Think Tank Pundits are messing with my mind.
I keep trying to imagine what songs are on their record. I think the first single will be “Cheney’s Fools”: “Che, Che, Che/ Cheney’s fools. . .” I could go on, but I won’t – for now.
I was helped on my semantic sojourn by the linguistic stylings of two blogging buddies: Jeff and Spookyrach. In his comment on my post yesterday, Jeff mentioned his favorite new brand name: Dieselfitters (as in “dese’ll fit her!”). He made me laugh. Spookyrach messed me up something wicked awful with these words:
I bought a new eye shadow called Aubergine Queen. I really like it, but that name has become an ear worm. All week long I’ve been singing a bastardized version of Billy Idol’s Caribbean Queen in my head. Over and over and over…
Now we’re sharing a purple dream
And my eyes they blink as one
’Cause my makeup is done.
I spent much of the day humming Billy Ocean songs as I cooked. I probably gave someone food poisoning. All of the wordplay led me back to my favorite sentence of the summer so far. When we were in Germantown, Tennessee for my nephew’s graduation, my sister-in-law’s parents arrived after having driven for about twelve hours. Mary said (here it is – get ready):
“I’m so tired I feel like I’ve been hit in the back with a dead rabbit.”
Nobody knew how tired that was, or why a person had to get hit in the back with a dead rabbit, or a rabbit of any sort for that matter. When we were in Jackson on the Mission Trip, it was my job to go to the grocery store early every morning to get food for the crews going to the coast. They left at six, so I went to the store at four-thirty. By Friday, my last morning of Krogering, I had an epiphany: I was so tired I did feel like I had been hit in the back with a dead rabbit. I still have to call Mary and tell her I understood.
Words, when gathered together in certain groups, are as much about rhythm and melody as they are about meaning. I’m convinced that Sheryl Crow ended up writing “Everyday is a Winding Road” because she came up with the opening line – “I used to ride with a vending machine repairman” – and it was too good to let go; she had to write a song around it. Then there are the sentences that you never expected to hear.
Many years ago, Ginger and I were at a youth camp for a group of churches where one of the adult leaders was teaching a class on massage (gives you an idea of how camp went). I happened to be walking through the room when I heard her say, “Now reach down and grab your partner’s elbow skin.” I stopped and said, “I’m sorry to interrupt, but I have to mark this moment. I never in my life expected to hear someone utter those words.” I’ve never forgotten the moment or the sentence.

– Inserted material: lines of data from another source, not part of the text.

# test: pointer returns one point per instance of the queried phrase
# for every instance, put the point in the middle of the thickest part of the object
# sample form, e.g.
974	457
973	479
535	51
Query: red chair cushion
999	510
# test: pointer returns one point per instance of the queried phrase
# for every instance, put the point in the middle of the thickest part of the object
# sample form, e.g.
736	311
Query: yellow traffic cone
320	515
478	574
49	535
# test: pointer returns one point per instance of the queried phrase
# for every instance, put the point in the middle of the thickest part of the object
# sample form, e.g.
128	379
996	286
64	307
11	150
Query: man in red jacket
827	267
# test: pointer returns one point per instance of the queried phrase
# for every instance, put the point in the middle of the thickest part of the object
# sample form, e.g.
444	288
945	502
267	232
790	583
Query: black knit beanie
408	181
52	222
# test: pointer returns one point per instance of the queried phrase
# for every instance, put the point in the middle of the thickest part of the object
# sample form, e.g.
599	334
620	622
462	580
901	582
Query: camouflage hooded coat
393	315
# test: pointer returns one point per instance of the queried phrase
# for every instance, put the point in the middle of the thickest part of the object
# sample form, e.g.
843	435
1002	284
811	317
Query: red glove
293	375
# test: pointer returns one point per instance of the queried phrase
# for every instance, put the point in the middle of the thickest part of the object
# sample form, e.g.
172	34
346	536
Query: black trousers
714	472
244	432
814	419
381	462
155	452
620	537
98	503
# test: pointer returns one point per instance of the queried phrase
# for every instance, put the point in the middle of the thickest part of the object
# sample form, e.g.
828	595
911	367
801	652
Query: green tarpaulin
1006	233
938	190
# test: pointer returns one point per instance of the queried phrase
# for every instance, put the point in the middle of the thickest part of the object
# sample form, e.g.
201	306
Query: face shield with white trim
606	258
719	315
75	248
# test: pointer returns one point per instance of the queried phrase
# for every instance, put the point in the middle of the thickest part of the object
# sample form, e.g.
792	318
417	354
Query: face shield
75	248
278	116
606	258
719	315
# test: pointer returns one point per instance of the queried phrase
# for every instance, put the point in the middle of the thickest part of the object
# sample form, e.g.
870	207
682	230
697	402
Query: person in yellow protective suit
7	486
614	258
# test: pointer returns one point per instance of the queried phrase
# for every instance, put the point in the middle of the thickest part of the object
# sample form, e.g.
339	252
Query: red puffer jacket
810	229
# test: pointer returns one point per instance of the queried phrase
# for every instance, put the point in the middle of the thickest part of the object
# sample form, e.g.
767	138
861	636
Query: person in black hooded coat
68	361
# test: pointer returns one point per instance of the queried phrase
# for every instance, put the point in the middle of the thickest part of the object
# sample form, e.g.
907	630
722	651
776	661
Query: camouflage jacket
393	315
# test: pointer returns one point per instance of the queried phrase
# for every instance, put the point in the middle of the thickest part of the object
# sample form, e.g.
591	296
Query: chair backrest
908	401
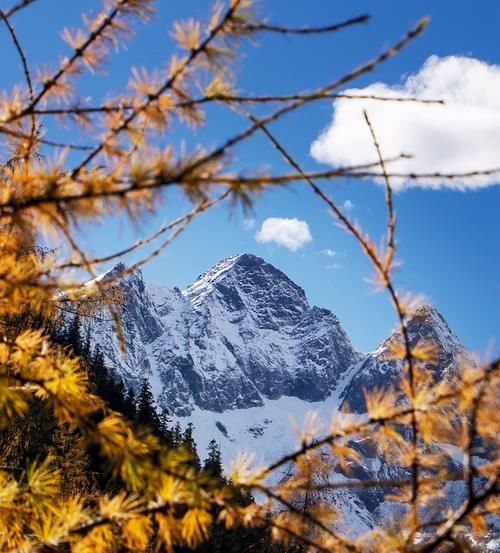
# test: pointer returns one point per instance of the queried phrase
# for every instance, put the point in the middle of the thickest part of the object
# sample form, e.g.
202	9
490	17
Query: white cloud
248	223
461	136
290	233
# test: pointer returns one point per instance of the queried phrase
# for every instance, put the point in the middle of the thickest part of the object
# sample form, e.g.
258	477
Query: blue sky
448	240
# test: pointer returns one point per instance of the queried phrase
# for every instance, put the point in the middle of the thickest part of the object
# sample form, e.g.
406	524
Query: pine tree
166	433
146	410
177	435
73	335
129	405
213	462
190	445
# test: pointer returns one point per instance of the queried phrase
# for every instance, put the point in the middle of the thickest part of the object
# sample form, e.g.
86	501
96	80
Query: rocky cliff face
240	350
243	332
426	326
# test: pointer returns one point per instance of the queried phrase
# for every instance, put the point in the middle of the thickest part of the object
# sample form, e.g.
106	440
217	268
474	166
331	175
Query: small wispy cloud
248	223
459	137
292	234
334	266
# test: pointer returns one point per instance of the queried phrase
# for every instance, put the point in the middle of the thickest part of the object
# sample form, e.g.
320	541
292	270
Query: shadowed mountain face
241	333
240	350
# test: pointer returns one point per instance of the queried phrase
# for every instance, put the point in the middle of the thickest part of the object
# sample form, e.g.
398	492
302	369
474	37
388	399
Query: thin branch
258	27
18	7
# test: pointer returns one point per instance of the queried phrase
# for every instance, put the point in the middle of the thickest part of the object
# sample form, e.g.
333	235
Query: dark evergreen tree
73	335
213	462
177	435
129	405
146	410
166	432
189	444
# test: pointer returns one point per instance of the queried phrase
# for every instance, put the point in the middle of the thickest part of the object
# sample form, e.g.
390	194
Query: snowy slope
242	354
241	334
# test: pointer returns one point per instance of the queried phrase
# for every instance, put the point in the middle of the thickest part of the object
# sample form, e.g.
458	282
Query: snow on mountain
425	326
241	354
241	334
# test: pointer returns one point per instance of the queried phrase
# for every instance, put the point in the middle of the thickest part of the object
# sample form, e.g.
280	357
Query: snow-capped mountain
377	370
241	334
240	351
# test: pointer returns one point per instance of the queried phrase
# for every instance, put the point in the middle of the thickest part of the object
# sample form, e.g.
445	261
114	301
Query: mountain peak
115	271
244	271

Sometimes, I just like the sound of the word. As I passed by the TV this morning, someone on one of the morning shows used the word deleterious, which made me want to figure out a way to use it myself. Put the word together with the aforementioned ear worm and you’ve got something to work with: Billy Ocean’s music has a deleterious effect on humanity.
I don’t have a burning point to make other than, perhaps, to say Jason Mraz is right: it is all about the word play.